Introduction to Data Science
DSA 220 - Introduction to Data Science and Analytics
Learning Objectives
Understand key data science terminology and the data science cycle
Understand fundamental data structures and file types
What is Data Science?
Data science is a field of study that consists of collecting, managing, and analyzing various types of data to produce meaningful insights.
Historically, data science tasks were more separated across different areas. Commonly, domain experts collected data, computer scientists managed it, and statisticians conducted analyses. In the modern field of data science, the boundaries between these distinct roles have been blurred, often requiring a data scientist to possess a combination of knowledge regarding the collection, management, and analysis of data.
The Data Science Cycle
The data science cycle is the typical pipeline of the data science process that includes the problem definition, data collection, data preparation, data analysis, and data reporting. Data collection and preparation are usually the most time-consuming aspects of the cycle, often constituting about half of the total project time.
flowchart LR A(Problem \n Definition) --> B(Data \n Collection) --> C(Data \n Preparation) --> D(Data \n Analysis) --> E(Data \n Reporting) style A fill:#E69F00 style B fill:#009E73 style C fill:#56B4E9 style D fill:#CC79A7 style E fill:#D55E00
1. Problem Definition, Data Collection, and Preparation
This initial phase of the data science cycle sets the foundation for the entire project.
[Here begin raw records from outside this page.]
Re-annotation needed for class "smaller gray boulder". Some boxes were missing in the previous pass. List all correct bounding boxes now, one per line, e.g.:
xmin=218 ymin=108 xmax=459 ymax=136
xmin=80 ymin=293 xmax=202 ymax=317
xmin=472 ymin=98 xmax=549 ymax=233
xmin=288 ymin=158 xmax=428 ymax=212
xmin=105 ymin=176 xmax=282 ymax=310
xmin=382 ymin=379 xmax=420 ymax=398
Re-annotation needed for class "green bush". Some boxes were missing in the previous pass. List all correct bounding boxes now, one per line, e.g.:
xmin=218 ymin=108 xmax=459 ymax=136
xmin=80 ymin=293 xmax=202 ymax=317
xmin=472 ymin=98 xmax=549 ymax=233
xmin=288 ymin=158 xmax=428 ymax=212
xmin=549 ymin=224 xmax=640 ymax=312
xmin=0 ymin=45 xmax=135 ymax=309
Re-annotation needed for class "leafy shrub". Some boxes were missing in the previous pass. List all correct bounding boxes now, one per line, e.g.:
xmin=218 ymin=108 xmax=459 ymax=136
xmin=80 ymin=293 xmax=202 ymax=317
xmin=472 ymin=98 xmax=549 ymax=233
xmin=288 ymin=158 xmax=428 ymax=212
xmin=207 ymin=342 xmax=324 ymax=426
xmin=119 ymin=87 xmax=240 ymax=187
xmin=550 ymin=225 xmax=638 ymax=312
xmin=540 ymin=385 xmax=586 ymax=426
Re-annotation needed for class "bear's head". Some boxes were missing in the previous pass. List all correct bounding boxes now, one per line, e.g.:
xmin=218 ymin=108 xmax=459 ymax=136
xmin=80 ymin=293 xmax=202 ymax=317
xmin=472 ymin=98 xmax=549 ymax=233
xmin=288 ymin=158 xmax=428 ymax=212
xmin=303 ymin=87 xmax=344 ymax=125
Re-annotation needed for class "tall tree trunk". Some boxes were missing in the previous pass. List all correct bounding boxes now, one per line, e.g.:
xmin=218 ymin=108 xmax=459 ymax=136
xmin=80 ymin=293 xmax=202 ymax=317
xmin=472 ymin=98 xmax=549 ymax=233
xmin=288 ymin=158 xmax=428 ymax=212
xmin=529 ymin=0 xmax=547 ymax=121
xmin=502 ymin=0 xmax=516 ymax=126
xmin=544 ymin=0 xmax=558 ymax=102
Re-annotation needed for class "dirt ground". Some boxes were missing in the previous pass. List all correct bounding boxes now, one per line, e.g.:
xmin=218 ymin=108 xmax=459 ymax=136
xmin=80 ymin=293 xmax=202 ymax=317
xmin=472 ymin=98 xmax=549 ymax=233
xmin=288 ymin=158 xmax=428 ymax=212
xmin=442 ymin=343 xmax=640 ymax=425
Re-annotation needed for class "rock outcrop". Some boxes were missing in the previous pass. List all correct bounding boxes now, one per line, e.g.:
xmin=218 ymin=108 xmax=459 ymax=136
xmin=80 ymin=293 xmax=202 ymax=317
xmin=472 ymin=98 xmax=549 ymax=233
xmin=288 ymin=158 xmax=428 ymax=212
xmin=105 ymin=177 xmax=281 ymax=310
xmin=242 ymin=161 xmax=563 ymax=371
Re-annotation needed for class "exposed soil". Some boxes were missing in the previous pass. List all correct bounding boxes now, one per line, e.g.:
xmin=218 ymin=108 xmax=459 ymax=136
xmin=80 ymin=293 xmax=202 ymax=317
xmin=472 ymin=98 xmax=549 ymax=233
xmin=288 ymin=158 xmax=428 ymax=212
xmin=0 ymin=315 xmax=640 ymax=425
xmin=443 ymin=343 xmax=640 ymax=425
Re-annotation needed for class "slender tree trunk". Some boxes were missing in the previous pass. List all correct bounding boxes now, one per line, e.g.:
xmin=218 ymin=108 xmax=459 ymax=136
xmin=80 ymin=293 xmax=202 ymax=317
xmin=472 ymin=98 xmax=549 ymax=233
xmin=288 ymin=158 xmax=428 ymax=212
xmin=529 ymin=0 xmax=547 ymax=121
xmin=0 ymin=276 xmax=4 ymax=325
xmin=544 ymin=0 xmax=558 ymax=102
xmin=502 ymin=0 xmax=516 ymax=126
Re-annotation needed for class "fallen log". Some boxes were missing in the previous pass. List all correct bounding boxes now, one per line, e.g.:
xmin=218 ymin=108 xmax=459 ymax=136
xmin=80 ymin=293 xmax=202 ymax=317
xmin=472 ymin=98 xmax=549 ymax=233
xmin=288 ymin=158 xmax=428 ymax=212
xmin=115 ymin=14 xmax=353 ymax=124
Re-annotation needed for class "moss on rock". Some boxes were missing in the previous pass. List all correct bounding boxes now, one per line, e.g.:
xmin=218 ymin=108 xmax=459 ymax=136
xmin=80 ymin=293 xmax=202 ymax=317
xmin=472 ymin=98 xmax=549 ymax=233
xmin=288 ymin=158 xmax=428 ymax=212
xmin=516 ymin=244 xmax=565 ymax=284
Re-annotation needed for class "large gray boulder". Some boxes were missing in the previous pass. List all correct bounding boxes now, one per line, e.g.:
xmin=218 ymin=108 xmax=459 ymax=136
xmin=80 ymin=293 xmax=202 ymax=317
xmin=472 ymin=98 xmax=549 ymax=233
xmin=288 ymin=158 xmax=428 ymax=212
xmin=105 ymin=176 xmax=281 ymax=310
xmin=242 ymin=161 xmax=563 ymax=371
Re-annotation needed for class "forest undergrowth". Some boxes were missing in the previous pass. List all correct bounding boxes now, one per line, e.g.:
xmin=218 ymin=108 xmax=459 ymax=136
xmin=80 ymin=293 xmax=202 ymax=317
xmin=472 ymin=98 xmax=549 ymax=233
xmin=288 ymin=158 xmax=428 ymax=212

Problem Definition: The first step is to establish a clear and precise problem statement, defining the main goals and scope.
Data Collection: This is the process of gathering information on variables of interest either purposefully (e.g., a customer survey) or as a by-product of user activity (e.g., web search histories).
Data Preparation: Also called data processing, this is the step where raw data is cleaned and restructured into a form for analysis or visualization.
2. Data Analysis
Data Analysis: The process of analyzing data to discover meaningful insights.
Analyses can consist of calculating summary statistics for the data or implementing statistical models.
3. Data Reporting
The final step of the data science cycle is to effectively communicate the findings to the audience of interest. The style, conciseness, and amount of technical jargon should be tailored to a given audience.
Data visualization, the graphical presentation of data using visual elements such as charts, graphs, and maps, is a key component of data reporting. A main goal of data visualization is to make it easier and faster for the intended audience to understand complex information.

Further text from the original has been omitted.